But what if I just use a new technique (K) to solve this problem? It hasn't been addressed yet in literature. I expect the performance of it to be lower or near the conventional methods. I justify using it because it's outperforming in imagery tasks and it would open up the literature to a new method.

If I use K to solve this problem and get lower performance than conventional solutions Y, does that count as a proper PhD thesis?

In other words, to define a PhD topic, should I find the problem to solve or use a tool and see how it solves a problem?

1 Answer 1

Here are my couple of rules that worked for me, students and friends:

What can you publish?: Find an area/sub area first, not the specific topic until you have a publication. For example, I choose the area of code generation, I keep working on it and then when I'm collecting my thoughts and findings to write a publication, I need to put a title on it. That title of the paper becomes my title, lets say: a code generator for the domain of X. If I can't publish more then well that will be my PhD thesis title. However if I keep working on it and then come up with more publications then that would effect my title as well. You see what I'm trying to say here?

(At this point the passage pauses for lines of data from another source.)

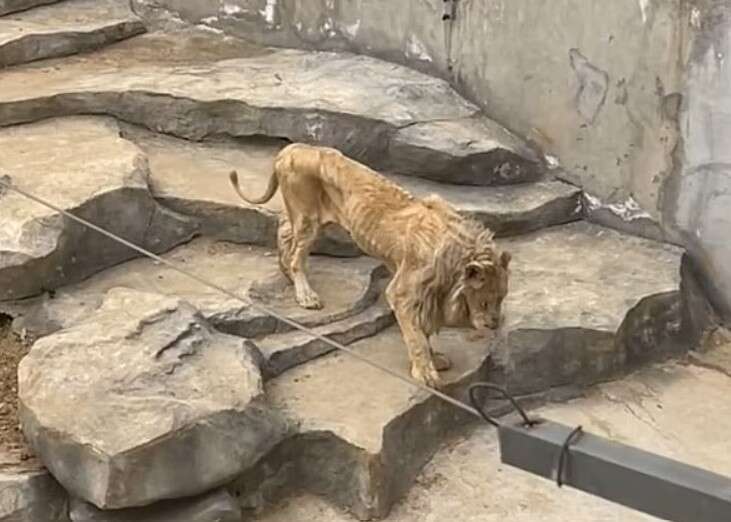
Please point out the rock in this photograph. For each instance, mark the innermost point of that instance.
(142, 401)
(363, 436)
(571, 289)
(68, 27)
(218, 506)
(176, 85)
(83, 166)
(702, 323)
(507, 210)
(347, 287)
(470, 151)
(12, 6)
(31, 496)
(280, 352)
(192, 178)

Tools: The rule of thumb is that research-based tools developed by researchers are not that good in general. Their quality of code is not that great, and if you put all of your eggs in their basket, then you are risking many things, like time, effort and so on. However, if the tool is developed in your research group so then you can trust it to some extent, because then you can talk to the creators if you hit a problem.

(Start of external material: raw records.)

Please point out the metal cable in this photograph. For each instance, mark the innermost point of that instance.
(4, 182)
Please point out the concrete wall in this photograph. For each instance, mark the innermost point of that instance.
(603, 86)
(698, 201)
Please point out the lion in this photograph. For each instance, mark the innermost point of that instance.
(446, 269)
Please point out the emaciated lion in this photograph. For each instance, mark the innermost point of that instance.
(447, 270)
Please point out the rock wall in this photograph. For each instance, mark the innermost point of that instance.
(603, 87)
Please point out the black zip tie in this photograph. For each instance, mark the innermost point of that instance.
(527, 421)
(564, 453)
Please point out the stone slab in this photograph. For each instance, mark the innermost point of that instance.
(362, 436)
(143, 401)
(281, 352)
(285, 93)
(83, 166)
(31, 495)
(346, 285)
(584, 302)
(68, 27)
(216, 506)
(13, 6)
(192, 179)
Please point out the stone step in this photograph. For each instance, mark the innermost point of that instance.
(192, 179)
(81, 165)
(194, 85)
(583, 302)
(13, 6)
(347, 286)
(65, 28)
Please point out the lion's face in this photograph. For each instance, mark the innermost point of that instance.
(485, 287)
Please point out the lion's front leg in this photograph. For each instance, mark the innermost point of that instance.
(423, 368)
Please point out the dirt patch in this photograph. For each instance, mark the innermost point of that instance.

Passion and Problem Not X and Problem: Find a problem that you are passionate about, that you will work couple of years on it; so why not something that you like or love? You did your Bsc and Msc, what topic/problem made you mad? What problem you saw that you think you can solve? Finding an easy path to a problem ends in disaster. You will talk about your problem/solution to other researchers, don't be a lifeless researcher that just roams around and have no passion about his/her topic. Again, you see what I'm saying here?